Whether it's oil and natural gas or groundwater that is being pumped, rapid and uncontrolled removal of fluids from reservoirs deep underground can sometimes have unexpected effects at the surface. Subsidence, the sinking of the earth's surface relative to a fixed elevation, can result from any of several causes, one of which is the withdrawal of oil or water from subsurface sediments and rocks. The phenomenon has been observed in many oil fields, as well as in areas where groundwater is in heavy use.
  1. Subsurface Fluid Basics

    • Petroleum and groundwater do not collect in underground lakes and rivers. Instead these fluids fill tiny spaces between grains of rock, called pores.
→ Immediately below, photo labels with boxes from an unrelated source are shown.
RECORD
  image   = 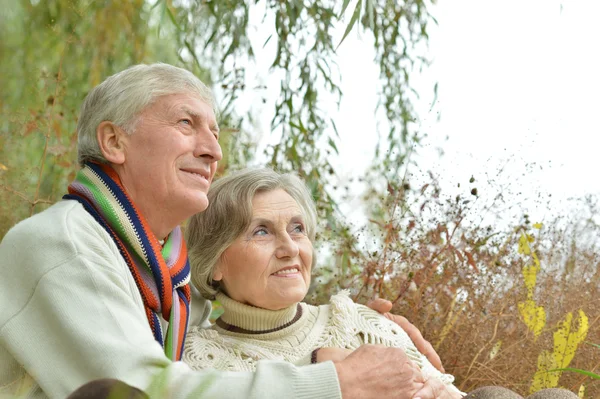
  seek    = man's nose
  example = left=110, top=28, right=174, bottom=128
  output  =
left=194, top=129, right=223, bottom=162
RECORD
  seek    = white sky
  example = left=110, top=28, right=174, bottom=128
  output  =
left=238, top=0, right=600, bottom=228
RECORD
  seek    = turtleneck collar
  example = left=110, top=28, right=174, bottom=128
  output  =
left=216, top=292, right=302, bottom=334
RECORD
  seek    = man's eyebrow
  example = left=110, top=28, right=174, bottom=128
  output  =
left=181, top=105, right=220, bottom=134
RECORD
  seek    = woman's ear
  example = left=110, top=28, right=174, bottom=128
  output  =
left=213, top=266, right=223, bottom=281
left=96, top=121, right=128, bottom=165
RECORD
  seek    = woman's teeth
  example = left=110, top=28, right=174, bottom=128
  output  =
left=273, top=268, right=298, bottom=276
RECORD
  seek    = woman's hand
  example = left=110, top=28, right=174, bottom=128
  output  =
left=316, top=348, right=353, bottom=363
left=367, top=298, right=446, bottom=373
left=413, top=378, right=463, bottom=399
left=332, top=345, right=426, bottom=399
Rocks below the surface are subjected to pressure resulting from the weight of the material above them, called overburden. Without liquid filling the pore spaces, the weight of the overburden crushes the empty spaces, making the porous rock layers thinner through compaction. Liquids do not compress, a property that keeps pore spaces open as long as liquid is present.

    Examples

    • Researchers first suggested that the extraction of oil can cause land subsidence in the 1920s based on studies in the Houston, Texas, region. Subsidence has since been observed at other oil fields around the world. The Wilmington Oil Field, which underlies a portion of Long Beach, California, has been particularly well studied since subsidence was first described in the 1940s.

    Amount of Subsidence

    • At Wilmington Field in California, subsidence related to the extraction of oil and water occurred over an area of approximately 50 square kilometers (19 square miles). In the areas of greatest subsidence, surface elevation fell almost 9 meters (about 30 feet) before regulatory action helped stabilize the underground reservoir. Such dramatic effects are not typical, however. Subsidence over oil fields is most likely to take place when the field is large, the producing zone is shallow and the reservoir rock is not well cemented; these conditions were present in the fields studied in Houston and California.

    Mitigating Subsidence

    • Government departments charged with overseeing the production of oil and gas are also responsible for preventing or minimizing subsidence caused by the pumping of hydrocarbons from underground reservoirs. Efforts made to reverse subsidence at Long Beach have met with limited success. Maintaining the fluid pressure in the subsurface through waterflooding -- pumping water into a reservoir to offset the produced fluids -- has been effective in stabilizing oil fields, including the oil field underlying Long Beach.